The video is 2.4 MB so I apologise now for the size.

You can find it here ....

RIGHT-CLICK and choose "Save Target As" or "Save Link AS" to save it to your hard-drive.

Choose "Save as Type" = "ALL Files" for Windows Explorer, or "3GPP Movie Importer" if you have Firefox.

Then play it. You may need to download a freeware 3GP player if your existing media player doesn't support 3GP.

Sorry, my MPEG camera is just not playing ball today.

http://www.graham-laming.com/bd/nr.htm

This message has been edited. Last edited by: GrahamLaming,

Cant get that link to work in either IE or Firefox.

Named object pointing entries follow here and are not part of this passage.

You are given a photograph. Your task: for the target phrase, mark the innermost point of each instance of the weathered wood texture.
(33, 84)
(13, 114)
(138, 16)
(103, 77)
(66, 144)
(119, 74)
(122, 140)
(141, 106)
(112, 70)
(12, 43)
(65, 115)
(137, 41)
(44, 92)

I get a london electronics site map...

I did something similar last year. This was an attempt to recover pollutants from first stage washwater. I stood a wire gauze cylinder on a plastic insulator set in the centre of a tinplate biscuit tin filled with the solution. Then applied 12 V battery charger. Lots of bubbles from the gauze (forget which was anode & cathode now). Liberated FFA and bio floated to the surface. Abandoned this approach as ion exchange with Epsom salts worked better.

Here's a Windows video version of the file.

Unfortunately only 50% of the video would convert.
Frustrating things - computers....

http://www.graham-laming.com/bd/nr.htm


Any better?

This message has been edited. Last edited by: GrahamLaming,

Graham,

Was that glycerine/bio mix de-meth'd?